A new principle, principle 7, states that signatories are expected to consider material ESG issues, including climate change, as part of their investment, monitoring, engagement and voting activities.
FRC chair Simon Dingemans said that the "ambitious" revisions "[mark] a step-change in the expectations for investors, their advisors, and how they manage investments for their savers and pensioners".
Corporate governance expert Martin Webster of Pinsent Masons, the law firm behind Out-Law, said: "Sir John Kingman called the Code 'well-intentioned' but 'not effective in practice'. He saw it as a driver of boilerplate reporting by large investors and, if that could not be changed, recommended that the Code be abolished. This is the FRC's response to that threat and, while they have ramped up what investors are asked to do, there must be some scepticism whether the risk of yet more boilerplate has been avoided".

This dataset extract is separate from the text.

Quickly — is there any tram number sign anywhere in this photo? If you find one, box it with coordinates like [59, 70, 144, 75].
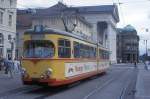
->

"The FRC is a UK regulator. At least half the value of the UK stock market is held by overseas investors and it is not clear how much notice they will take of these new, more onerous, but still voluntary provisions," he said.
Tom Proverbs-Garbett of Pinsent Masons said: "The FRC makes clear in the introduction to the new Code that ESG factors, including climate change, have become a material issue for investors and, by implication, that this is of importance when fulfilling stewardship responsibilities".
"In addition to a principle devoted to ESG matters, the environment is explicitly mentioned in the very first principle as one of the areas in which 'good' stewardship should seek to provide long-term benefits. This reflects the increasing visibility and importance of ESG matters both for companies and their investors," he said.